Attendue depuis l'élection d’Anne Hidalgo à la mairie de Paris, la liste des nouveaux membres de la Commission du Vieux Paris va être rendue publique. Alors que certains le voyaient disparaître, le comité va bénéficier de prérogatives étendues. L’occasion de dresser un état des lieux des associations qui font de la préservation du patrimoine parisien un combat.
On les rencontre pendant des tables rondes, sur les réseaux sociaux et parfois dans les tribunaux. Les associations de protection du patrimoine parisien savent faire entendre leur voix, entre information et contre-pouvoir. Si des associations se forment chaque année pour la sauvegarde d’un élément patrimonial en particulier (édifice, rue…), elles s’étiolent souvent une fois le dossier refermé.

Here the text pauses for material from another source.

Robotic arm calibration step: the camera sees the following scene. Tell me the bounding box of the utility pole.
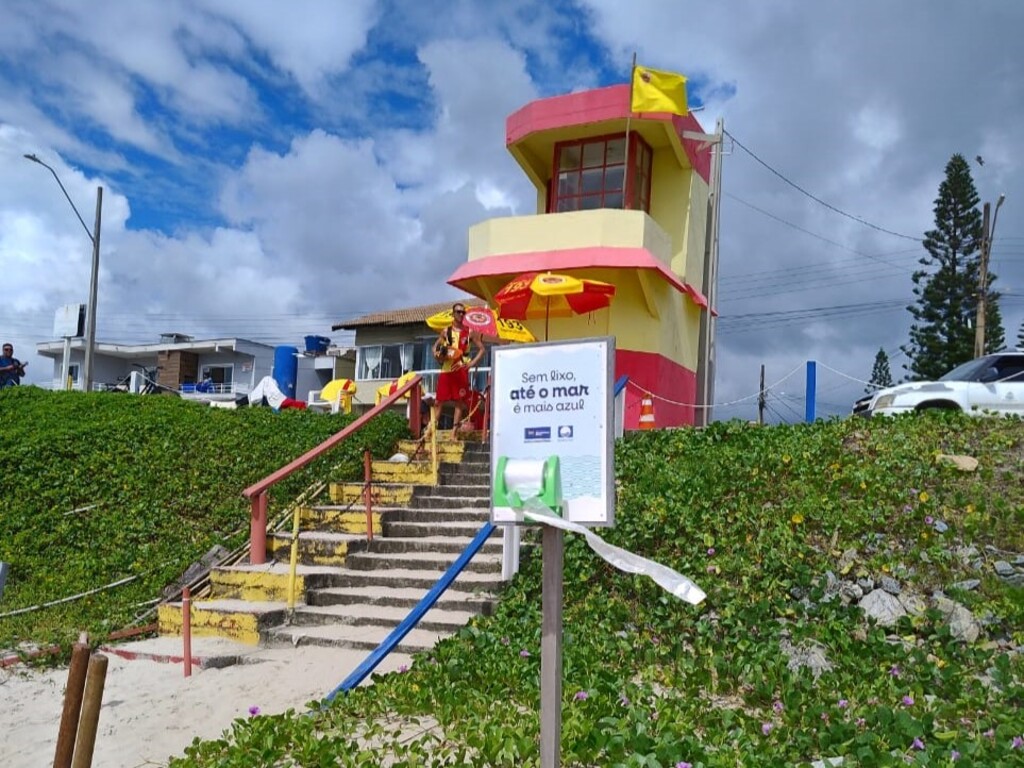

Trois associations de loi 1901 sont engagées depuis longtemps pour la sauvegarde de l’ensemble du patrimoine parisien : la Société pour la protection des paysages et de l’esthétique de la France (SPPEF), Paris historique et SOS Paris, respectivement fondées en 1901, 1963 et 1978. Ces structures semi-bénévoles réalisent un travail de veille contestant des projets immobiliers ou urbanistiques impliquant des démolitions ou des constructions non respectueuses du patrimoine.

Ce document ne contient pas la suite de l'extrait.